Yes, a game machine. In this year of Internet-TV terminals, PDAs and cell phones, we've settled our prize for best machine on the new Nintendo 64, which has done to video-gaming what the 707 did to air travel. Since arriving on American shores in late September, the 64 has set records for sales, hype and, most important, slack jaws. The pure mix of art and technology implicit in the machine's design and the games that run on it help it transcend the category of mere amusement. It sets, our editors found, a whole new standard in electronic entertainment, smashing barriers that the bug-filled Internet and clumsy personal computers have yet to approach.

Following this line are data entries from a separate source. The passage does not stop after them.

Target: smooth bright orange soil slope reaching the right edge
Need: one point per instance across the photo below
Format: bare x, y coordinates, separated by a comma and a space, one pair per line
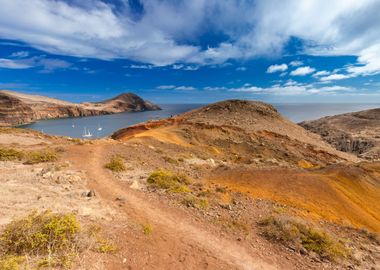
345, 195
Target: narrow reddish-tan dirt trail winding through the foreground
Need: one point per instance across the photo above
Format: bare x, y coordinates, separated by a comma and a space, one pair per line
176, 229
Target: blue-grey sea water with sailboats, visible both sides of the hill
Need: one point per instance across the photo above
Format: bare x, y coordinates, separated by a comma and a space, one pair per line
74, 127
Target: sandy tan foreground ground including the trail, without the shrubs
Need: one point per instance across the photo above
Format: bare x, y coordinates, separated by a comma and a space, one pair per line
182, 237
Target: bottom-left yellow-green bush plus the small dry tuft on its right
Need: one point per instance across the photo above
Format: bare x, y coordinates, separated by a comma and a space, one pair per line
47, 239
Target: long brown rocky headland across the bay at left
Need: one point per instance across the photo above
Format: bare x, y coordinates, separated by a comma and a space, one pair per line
17, 108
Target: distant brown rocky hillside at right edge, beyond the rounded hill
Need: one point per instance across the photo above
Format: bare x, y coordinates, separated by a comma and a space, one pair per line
357, 132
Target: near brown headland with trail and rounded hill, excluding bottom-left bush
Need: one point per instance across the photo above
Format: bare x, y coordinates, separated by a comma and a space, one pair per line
233, 185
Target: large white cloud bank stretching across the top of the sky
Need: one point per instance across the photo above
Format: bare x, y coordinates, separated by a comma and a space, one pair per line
165, 31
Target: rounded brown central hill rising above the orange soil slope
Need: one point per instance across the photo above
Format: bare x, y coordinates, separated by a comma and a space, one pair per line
247, 132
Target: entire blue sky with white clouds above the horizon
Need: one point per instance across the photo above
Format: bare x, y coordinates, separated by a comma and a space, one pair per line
192, 51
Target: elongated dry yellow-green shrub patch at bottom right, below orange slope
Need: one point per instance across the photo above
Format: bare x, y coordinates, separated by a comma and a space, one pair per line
298, 235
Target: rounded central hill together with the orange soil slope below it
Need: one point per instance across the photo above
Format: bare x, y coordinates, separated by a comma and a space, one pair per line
254, 150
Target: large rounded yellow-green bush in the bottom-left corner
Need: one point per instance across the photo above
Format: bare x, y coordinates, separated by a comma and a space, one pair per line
54, 236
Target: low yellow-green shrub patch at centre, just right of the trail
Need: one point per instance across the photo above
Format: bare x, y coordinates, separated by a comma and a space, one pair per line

There are at least three strong reasons for picking the Nintendo, and we'll begin with the strongest: technology. The N64's greatest miracles come from a specially developed internal processing chip that does one thing--paint rich pictures on your TV--better than any other device in history. Called the Reality Co-Processor, the chip was designed by 3-D special-effects giant Silicon Graphics (of Jurassic Park fame) and built by Japanese chip monolith NEC. Even as computers do more in smaller spaces, there's something extraordinary here: SGI and NEC have stuffed the sophistication of a $10,000 workstation into a $200 box.

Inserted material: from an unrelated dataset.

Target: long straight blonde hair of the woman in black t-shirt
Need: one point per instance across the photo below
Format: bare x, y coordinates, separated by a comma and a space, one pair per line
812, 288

The second reason for our choice is in what all this bit power has been harnessed to achieve: simply the most realistic and compelling three-dimensional experience ever presented by a computer. The machines' first hit game, SuperMario 64, paints from an electronic palette so rich that using the game machine on your TV almost seems as amusing and entertaining as renting a movie or watching a ball game. The 3-D effects are what game pros call immersive, that is, real enough to make you forget the 4-ft. space between you and your TV. Nintendo's smart-chip technology, blended with terrific software, has created a virtual world so compelling that the plastic game box moves from novelty to full-fledged revelation.

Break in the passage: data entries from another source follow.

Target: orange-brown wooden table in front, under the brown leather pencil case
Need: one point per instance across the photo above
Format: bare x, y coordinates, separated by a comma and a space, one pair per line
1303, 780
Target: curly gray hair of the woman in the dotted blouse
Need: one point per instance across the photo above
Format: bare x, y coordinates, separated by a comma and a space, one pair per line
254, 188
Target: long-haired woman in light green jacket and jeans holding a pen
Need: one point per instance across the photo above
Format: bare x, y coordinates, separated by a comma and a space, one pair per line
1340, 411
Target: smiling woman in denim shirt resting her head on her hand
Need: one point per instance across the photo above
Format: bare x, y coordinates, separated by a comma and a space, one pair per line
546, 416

No surprise then that the world--or at least the world's allowance-bearing teens--are beating a track to Nintendo. The 64-bit machines show every sign of being the over-the-top smash-hit consumer-electronics item of the year. Released on Sept. 29, the machine has sold half a million units in just over a month; in its first week alone, it sold as many units as its competitors combined did in all of September.